Hanna yg tidak bisa kemanapun hanya bisa menunggu berharap sang suami tercinta nya segera pulang agar hatinya tidak di penuhi kekhawatiran.
Beberapa jam berlalu akhirnya Dimas sampai dirumah setelah kemacetan berlalu.
"Tuan,, malam sekali pulangnya nyonya dari tadi menunggu gelisah terus " salah satu asisten rumah tangga yg membuka kan pintu.
"Saya terjebak macet parah, jadi saya tidak bisa pulang cepat !!"sahutnya.
"Dimana nyonya??
"Ada di kamarnya tuan ,"
Dimas segera menemui Hanna di kamar yg sudah lama menantinya untuk menjelaskan atas keterlambatan nya.
"Sayang ,, aku pulang!!
Ctrek...
"Sayang ... maaf aku tidak bisa pulang cepat a-ku.."Terhenti. melihat Hanna tertidur di atas sofa karena terlalu lama menantikan Dimas yg belum pulang.
"Ya ampun istri cantikku sampai tertidur di sofa, !!"mengangkat tubuh Hanna dan memindahkan nya ke atas ranjang.
Tubuh Hanna menggeliat merasakan sentuhan seseorang, Hanna terbangun saat ada hembusan nafas hangat menyentuh wajahnya "Dimas itukah kamu, lama sekali kamu pulang!!" tanyanya meraba-raba wajah pria di dekatnya itu.
"Maaf aku terlambat!!"
"Sudah kah kamu makan?!"
"Sudah," bisiknya.
Dimas begitu terenyuh menatap wajah Hanna yg polos, air matanya jatuh begitu saja menimpa wajah Hanna. "Sayang kamu menangis?!"
Dimas segera menyapu wajahnya "Tidak .. sayang aku hanya ingin memandangmu ..!
"Kamu setiap hari selalu melihatku apakah masih kurang?!"
"Kurang .. aku ingin menatap mu sampai aku puas, tidurlah !!" sahut Dimas yg masih menatap dekat wajah Hanna.
Hanna tersenyum dan memeluk Dimas.
Setelah hari berganti Dimas sudah berada dikantor sebelum Hanna terbangun, tuntutan tugas kantor membuat sedemikian Dimas amat sulit membagi waktu untuk Hanna namun, Hanna tak pernah mempermasalahkan semua itu ia begitu.
"Kamu.." tugur Dimas.
"Hai.. morning?" sapa Shyren melukis senyuman diwajahnya.
"Se-pagi ini kamu sedang apa di kantor ku??" tegas Dimas menatap kesal Shyren.
"Sayang kok kamu marah harusnya kamu seneng dong sekarang aku ada disini, didepan kamu"Memeluk lengan Dimas.
"Aku sudah bilang jangan bertingkah seperti anak kecil Shyren, lepaskan!!"
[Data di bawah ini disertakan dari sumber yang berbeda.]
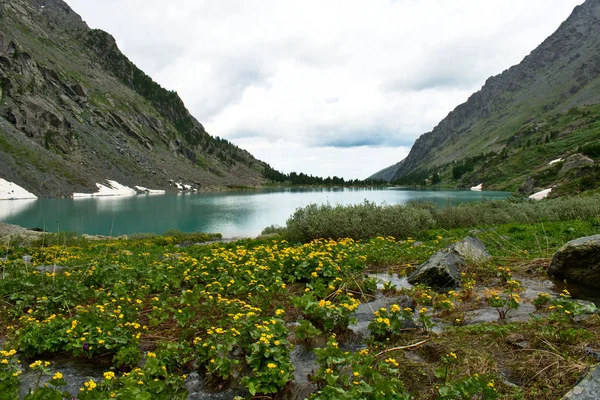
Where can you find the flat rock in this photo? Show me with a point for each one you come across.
(441, 272)
(588, 388)
(578, 261)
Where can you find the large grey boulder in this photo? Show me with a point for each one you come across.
(471, 249)
(578, 261)
(588, 388)
(442, 271)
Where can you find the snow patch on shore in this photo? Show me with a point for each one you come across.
(149, 191)
(12, 191)
(113, 188)
(541, 194)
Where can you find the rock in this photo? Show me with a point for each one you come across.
(528, 187)
(578, 261)
(573, 162)
(49, 268)
(588, 387)
(441, 272)
(471, 249)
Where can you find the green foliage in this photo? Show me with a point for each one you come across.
(359, 221)
(9, 374)
(473, 387)
(329, 315)
(390, 322)
(368, 220)
(346, 375)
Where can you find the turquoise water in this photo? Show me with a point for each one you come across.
(234, 214)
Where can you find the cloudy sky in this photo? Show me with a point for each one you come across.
(324, 87)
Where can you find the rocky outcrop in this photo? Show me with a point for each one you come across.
(588, 388)
(441, 272)
(578, 261)
(471, 249)
(75, 111)
(576, 161)
(563, 72)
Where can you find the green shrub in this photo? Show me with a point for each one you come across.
(368, 220)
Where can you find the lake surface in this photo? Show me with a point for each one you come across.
(234, 214)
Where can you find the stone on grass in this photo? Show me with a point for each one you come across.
(588, 388)
(578, 261)
(441, 272)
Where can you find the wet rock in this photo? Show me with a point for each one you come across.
(441, 272)
(578, 261)
(588, 388)
(528, 187)
(305, 365)
(75, 373)
(471, 249)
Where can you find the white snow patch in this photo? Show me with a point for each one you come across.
(555, 161)
(12, 191)
(541, 194)
(113, 188)
(149, 191)
(183, 187)
(12, 208)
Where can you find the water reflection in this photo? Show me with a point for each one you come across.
(234, 214)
Tatapan kesal Shyren tak dihiraukan Dimas, ia begitu tak memperdulikan wanita cantik semampai di hadapan nya wajahnya begitu datar ia hanya terfokus pada laptop dan pekerjaan nya saja.
Tingkah Dimas yg dingin tidak membuat Shyren hilang harapan malah ia semakin bersemangat untuk mendapatkan Dimas kembali.
Shyren tetap berdiam di sofa menunggu Dimas menyelesaikan kan pekerjaan yg tengah membuatnya sibuk semba sembari memainkan ponselnya.
"Kenapa dingin banget sih, biasanya dia paling suka aku sambut dia !!" mengerutkan kan bibirnya yg merah merekah.
"Kamu masih disini?!" menghela nafas berat.
"Aku nungguin kamu, salah!!"
"Terserah..
"Ihhh... jahat banget sih aku dicuekin ginih!!"
Shyren tak berhenti menatap Dimas, kesal karena Dimas terus tak menghiraukan nya Shyren mendekati nya dan segera menutup laptop di depan Dimas. "Shyren ... "ck.
"Cukup Dimas ..!! jangan diemin aku kaya gini dong .."
"Apa sih yg kamu mau?" sebel.
"Aku mau kita balik kaya dulu .."mengalungkan kedua tangan nya di leher Dimas.
"Nggak bisa maaf "melepas kan tangan Shyren.
Dimas meninggalkan ruangan dan pergi disusul Shyren dari belakang mengikuti nya.
"Dimas"..
"Apa lagi kamu mau ikut?!"
Tertera Toilet Pria di belakang Dimas, "No, sorry !!"
"Hhahahaha...." suara tawa terbahak-bahak dari kejauhan.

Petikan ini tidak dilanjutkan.